Every year, we release the Travel and Tourism Competitiveness Report, which ranks countries based on a range of policies in place to enable the sustainable development of the sector. The report looks at factors such as how easy it is to do business in a country, specific travel and tourism policies, infrastructure, and natural and cultural resources.
So which are the most competitive countries in South-East Asia? And more importantly, what do they all have in common?
The majority of nations in the region rely on rich natural resources and good prices to appeal to tourists. They also tend to be internationally open, through their visa policies. Governments in the region realize the strategic role tourism plays in creating jobs and support the sector proactively. Still, a large infrastructure (air, road, tourism service infrastructure) and ICT readiness gap remains between the most advanced in the sub-region, especially Singapore and to a lesser extent Malaysia and Thailand versus the rest. At the same time, a handful of countries in the area continue to have declining security perceptions resulting from political developments in recent years, leaving tourists with a sense of unpredictability.
While the best-performing countries have many features in common, they each have their own specificities that set them apart.
Looking at the results, you’ll see that Singapore leads the way, ranking 13th globally. It excels in 8 of the 14 pillars thanks to its strong business environment (2nd), safe and secure environment (6th), capable human resources (5th) and world-class air transport infrastructure (6th). Singapore is also the most open economy in the world, which is supported by extremely strong travel and tourism policies (2nd).
To continue enhancing its competitiveness, Singapore, should focus on enhancing its limited digital marketing and online presence to increase interest in digital demand on both natural and cultural resources associated with Singapore.
Malaysia took the second regional spot, ranking 26th globally.

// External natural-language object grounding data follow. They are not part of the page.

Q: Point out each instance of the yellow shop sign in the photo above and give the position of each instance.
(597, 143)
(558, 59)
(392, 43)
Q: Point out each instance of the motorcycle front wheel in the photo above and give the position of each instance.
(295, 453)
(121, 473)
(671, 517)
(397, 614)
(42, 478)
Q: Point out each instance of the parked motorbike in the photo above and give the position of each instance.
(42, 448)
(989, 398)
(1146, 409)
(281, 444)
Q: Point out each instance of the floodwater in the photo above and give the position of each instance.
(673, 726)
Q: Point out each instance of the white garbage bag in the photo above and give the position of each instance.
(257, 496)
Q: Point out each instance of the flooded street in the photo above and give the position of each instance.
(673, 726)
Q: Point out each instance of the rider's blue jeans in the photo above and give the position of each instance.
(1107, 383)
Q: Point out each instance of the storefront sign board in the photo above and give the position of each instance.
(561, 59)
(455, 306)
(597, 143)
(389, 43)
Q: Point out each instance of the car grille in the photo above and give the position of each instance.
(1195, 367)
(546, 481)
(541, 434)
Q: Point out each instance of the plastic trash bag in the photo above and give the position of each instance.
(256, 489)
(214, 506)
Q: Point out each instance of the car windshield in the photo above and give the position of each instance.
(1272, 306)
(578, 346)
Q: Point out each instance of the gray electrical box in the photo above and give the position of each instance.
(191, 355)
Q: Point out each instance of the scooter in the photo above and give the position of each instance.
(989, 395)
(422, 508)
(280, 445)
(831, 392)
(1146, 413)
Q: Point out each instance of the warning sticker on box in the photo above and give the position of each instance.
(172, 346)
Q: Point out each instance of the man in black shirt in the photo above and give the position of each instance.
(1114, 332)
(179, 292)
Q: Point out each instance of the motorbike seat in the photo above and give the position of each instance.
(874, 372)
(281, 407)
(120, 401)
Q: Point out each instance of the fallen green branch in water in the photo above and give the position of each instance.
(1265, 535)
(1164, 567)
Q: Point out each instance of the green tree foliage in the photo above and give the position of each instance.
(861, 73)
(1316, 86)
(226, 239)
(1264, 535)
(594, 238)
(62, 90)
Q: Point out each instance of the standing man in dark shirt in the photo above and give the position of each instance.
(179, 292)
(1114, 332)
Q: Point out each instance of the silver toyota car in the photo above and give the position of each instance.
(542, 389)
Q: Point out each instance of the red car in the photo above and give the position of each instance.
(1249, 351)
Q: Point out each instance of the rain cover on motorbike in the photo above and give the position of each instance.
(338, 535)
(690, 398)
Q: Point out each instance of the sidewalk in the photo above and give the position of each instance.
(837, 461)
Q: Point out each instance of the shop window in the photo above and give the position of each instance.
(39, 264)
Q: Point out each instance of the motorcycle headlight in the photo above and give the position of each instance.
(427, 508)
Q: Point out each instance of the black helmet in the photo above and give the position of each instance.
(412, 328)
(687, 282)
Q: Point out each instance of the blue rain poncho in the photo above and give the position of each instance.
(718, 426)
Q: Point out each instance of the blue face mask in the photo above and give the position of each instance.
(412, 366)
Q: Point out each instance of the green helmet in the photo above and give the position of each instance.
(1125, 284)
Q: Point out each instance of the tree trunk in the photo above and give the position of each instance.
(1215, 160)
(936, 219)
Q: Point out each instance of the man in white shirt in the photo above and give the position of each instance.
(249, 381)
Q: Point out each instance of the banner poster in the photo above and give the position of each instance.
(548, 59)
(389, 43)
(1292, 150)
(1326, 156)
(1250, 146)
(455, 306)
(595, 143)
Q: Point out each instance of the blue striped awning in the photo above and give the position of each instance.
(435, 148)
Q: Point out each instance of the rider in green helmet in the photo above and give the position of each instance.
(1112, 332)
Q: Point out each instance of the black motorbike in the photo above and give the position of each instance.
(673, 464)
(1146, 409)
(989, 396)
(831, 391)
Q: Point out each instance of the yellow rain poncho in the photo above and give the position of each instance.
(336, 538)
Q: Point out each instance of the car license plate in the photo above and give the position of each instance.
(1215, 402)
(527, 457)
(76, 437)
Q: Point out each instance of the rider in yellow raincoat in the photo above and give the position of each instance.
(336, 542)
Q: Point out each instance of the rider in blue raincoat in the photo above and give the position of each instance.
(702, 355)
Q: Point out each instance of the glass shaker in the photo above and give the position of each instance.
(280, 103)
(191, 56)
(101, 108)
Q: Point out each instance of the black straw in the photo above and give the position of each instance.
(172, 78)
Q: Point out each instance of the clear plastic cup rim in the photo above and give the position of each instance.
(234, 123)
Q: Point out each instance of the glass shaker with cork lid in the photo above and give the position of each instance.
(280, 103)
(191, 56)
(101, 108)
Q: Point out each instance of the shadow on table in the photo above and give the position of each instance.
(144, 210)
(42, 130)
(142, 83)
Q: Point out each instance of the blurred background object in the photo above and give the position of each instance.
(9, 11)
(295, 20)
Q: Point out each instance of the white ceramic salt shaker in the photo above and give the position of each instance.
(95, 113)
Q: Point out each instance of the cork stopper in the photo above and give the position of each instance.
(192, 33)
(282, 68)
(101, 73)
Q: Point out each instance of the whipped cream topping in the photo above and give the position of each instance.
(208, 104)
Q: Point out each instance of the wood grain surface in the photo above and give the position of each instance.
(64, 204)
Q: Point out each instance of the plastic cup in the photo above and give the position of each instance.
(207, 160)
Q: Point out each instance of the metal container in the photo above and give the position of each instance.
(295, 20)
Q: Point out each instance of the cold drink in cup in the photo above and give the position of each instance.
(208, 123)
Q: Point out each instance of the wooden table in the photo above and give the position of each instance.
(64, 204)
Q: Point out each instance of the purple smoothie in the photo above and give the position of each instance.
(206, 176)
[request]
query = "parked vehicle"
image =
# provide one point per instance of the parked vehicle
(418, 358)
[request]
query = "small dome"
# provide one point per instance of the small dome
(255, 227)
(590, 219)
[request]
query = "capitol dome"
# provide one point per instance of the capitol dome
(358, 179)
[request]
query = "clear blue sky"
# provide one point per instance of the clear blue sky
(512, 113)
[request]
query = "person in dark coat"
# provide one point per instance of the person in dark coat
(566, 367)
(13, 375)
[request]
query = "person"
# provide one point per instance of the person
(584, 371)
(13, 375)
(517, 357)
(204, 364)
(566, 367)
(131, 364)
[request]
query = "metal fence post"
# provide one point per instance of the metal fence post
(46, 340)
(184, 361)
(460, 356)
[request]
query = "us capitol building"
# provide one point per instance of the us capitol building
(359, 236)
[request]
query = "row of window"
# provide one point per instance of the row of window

While it dropped one position in the rankings, Malaysia effectively improved its performance in absolute terms, rising from 4.41 in 2015 to 4.50 in the current edition of the report. The country continues to be an attractive destination thanks to its price competitiveness, its strong air connectivity and its beautiful natural resources. Malaysia has made big improvements in its ICT readiness (up 15 positions), its tourism service infrastructure (up 22 positions) and in opening up to the world (up 11 positions).
To further enhance its competitiveness, the government could further prioritize the travel and tourism industry (55th) and invest in the development of its cultural resources and business travel, while addressing environmental sustainability (123rd) and preserving its beautiful natural environment.
Vietnam made significant progress, rising eight places in the global rankings to reach 67th position. The country, which is already endowed with exceptional natural and cultural resources, has significantly benefited from improvements to its human resources and labour market. Vietnam has also made exceptional improvement to its ICT capacity and usage (up 17 positions).
Still, Vietnam could better seize the momentum by focusing more on its environmental sustainability policies. The lax regulations, high levels of emissions, deforestation and limited water treatment are depleting the environment and should be addressed, perhaps at a multilateral level, to build the foundation for a more sustainable development of the region.